Tuesday, August 26, 2008

Gartner Research Blog for the Media Industry

Gartner Research Blog for the Media Industry 

Judge Orders Copyright Holders to Think First, Subpoena Later

Posted By: Michael McGuire, Research VP

A federal judge ruled that copyright holders must consider whether pieces of content posted by individuals on sites such as YouTube are examples of "fair use" before demanding the content be pulled from the Web.
While the ruling isn't a sweeping endorsement of all forms of consumer creativity involving the use of copyrighted works, it's a substantial check on rights holders' carpet-bombing of sites with takedown notices.

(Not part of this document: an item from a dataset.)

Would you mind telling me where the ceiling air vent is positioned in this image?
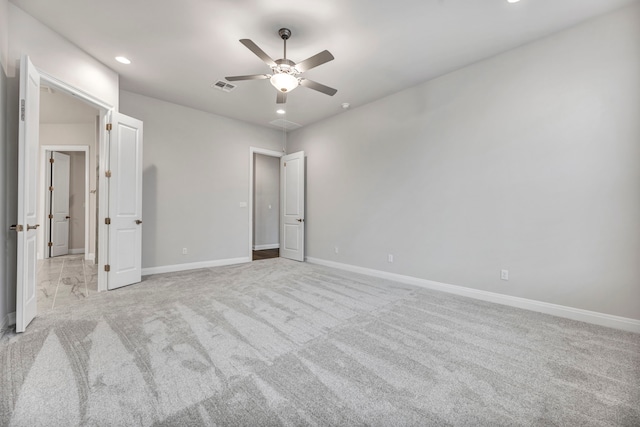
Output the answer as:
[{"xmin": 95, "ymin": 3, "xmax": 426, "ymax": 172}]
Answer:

For that reason, the judge's ruling is significant.
Over the course of the past 10 years, copyright holders have deployed technology (DRM) and law (the Digital Millennium Copyright Act, the Recording Industry Association of America's flood of lawsuits against alleged file traders) to protect their ability to control the flow of their content online. As YouTube and other UGC sites grew in popularity, rights holders were filing numerous takedown notices at any sign of copyrighted material.
There are a couple of important products of this decision. First, it underscores the imperative for rights holders to get a grip on reality and acknowledge the way the online media ecosystem is developing. The Lenz case for which the ruling was issued was a particularly egregious example of overreaching by the rights holders. The content involved a Prince song that was playing in the background - it wasn't really a video soundtrack - while a mother filmed her toddler dancing along to the song. How is that harmful to Universal's attempt to make money off the Prince song? (Besides getting a grip, I would also suggest that Universal Music, the plaintiff in the case, hire some different PR executives. I believe an astute PR pro would hear "mother" and "adorable child" and very likely caution against pursuing the case.) The video in question was ultimately reposted.
The second important product of the ruling is that it shows how little progress has been made recently in the deployment of technologies that can automate the process of checking for copyright violations, the filtering technologies that Google claimed would be developed to identify copyrighted material. While we might hail the judge's ruling, and we do, rights holders need to start serious collaboration with technology providers to create a set of licensing and content-tagging schemes that free consumers - who play by the rules - from concerns about being sued while also giving rights holders methods to track their content as it's flung around the Internet. Google and YouTube haven't really said whether the detection system they were going to have in place by the end of last year is actually in place.
At the moment, most sites such as YouTube claim to have some form of algorithmic filtering but also depend on humans to review content. Rights holders have to pay folks to scan these sites continuously looking for their material. (I guess that's a reasonable use of resources.) And the rush to do all this scanning for the usurpation of copyrighted material results in collateral damage, like this case.
This struggle between rights holders, online UGC providers and all other portals that enable consumers to upload their creations (and what they happen to collect online in the form of video and audio files) is never going to end. And it really shouldn't. However, what needs to happen is that an equilibrium needs to form that balances the needs and wants of consumers who want to create and put their stamp on the culture, no matter how silly it might seem to others, and the needs of rights holders and artists to be compensated or at least have some say in how their works are used by others.